In this paper, the author obtains Szegö type asymptotics for orthogonal polynomials associated with a positive Borel measure \(\alpha\) on a rectifiable Jordan curve \(E\) in the complex plane. The measure has the form \(\alpha= \beta+\gamma\), where \(\beta\) satisfies the relevant form of Szegö's condition on the curve, and \(\gamma\) is a pure jump measure. The mass points of \(\gamma\) lie in a countable sequence of points \(\{z_k\}^\infty_{k=1}\) outside \(E\); technical conditions are placed involving these points, the conformal map \(\Phi\) of the exterior of \(E\) onto the exterior of the unit ball, and the monic orthonormal polynomial for \(d\alpha\), \(P_n(d\alpha, z)=z^n+\cdots\).
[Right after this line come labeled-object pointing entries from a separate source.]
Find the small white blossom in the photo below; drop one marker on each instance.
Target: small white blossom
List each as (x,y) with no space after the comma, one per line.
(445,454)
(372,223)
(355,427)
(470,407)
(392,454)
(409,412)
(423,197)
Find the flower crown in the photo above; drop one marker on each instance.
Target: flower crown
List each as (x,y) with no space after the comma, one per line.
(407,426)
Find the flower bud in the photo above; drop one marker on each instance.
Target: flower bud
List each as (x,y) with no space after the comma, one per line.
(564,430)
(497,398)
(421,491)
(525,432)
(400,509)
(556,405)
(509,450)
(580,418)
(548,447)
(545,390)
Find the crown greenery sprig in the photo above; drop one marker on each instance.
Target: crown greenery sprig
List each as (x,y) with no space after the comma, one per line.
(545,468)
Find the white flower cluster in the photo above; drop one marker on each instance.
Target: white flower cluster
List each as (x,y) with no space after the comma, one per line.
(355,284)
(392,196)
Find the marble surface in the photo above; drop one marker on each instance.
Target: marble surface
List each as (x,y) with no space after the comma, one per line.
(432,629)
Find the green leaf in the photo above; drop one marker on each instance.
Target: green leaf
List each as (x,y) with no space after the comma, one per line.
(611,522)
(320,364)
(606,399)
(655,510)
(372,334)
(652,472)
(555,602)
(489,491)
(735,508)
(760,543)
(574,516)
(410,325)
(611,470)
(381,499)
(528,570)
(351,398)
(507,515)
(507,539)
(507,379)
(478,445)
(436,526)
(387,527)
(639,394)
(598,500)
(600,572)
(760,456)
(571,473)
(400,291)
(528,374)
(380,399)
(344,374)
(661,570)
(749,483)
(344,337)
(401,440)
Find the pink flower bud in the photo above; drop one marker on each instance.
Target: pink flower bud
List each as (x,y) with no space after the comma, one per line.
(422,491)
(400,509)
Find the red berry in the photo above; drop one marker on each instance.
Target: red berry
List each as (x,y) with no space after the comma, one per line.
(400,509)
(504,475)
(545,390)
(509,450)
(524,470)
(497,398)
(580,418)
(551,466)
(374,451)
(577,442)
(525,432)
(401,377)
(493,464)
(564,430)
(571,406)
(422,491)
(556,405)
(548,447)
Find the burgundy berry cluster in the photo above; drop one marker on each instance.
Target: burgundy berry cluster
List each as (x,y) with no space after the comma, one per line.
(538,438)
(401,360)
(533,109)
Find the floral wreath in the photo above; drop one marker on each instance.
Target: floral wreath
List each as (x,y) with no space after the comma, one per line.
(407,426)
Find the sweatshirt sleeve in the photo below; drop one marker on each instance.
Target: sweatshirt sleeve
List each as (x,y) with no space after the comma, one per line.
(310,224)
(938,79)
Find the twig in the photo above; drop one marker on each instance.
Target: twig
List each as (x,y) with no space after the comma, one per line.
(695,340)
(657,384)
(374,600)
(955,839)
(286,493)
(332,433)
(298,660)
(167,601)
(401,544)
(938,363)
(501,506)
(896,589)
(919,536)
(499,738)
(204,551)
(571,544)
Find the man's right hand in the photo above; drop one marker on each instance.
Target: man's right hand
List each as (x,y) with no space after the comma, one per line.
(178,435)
The author proves the asymptotic formula \[ P_n(d\alpha,z)= (\text{cap}(E)\Phi(z))^n[\varphi^*(z) B(z)+o(1)] \] uniformly on compact subsets of the exterior of \(E\). Here \(\text{cap}(E)\) is the logarithmic capacity of \(E\) and \(B(z)\) is a Blaschke product involving the mass points \(\{z_k\}^\infty_{k=1}\) and the conformal map \(\Phi\). Moreover, \(\varphi^*(z)\) is the solution of an extremal problem for the Hardy 2 space associated with the measure \(\beta\) and the exterior of \(E\).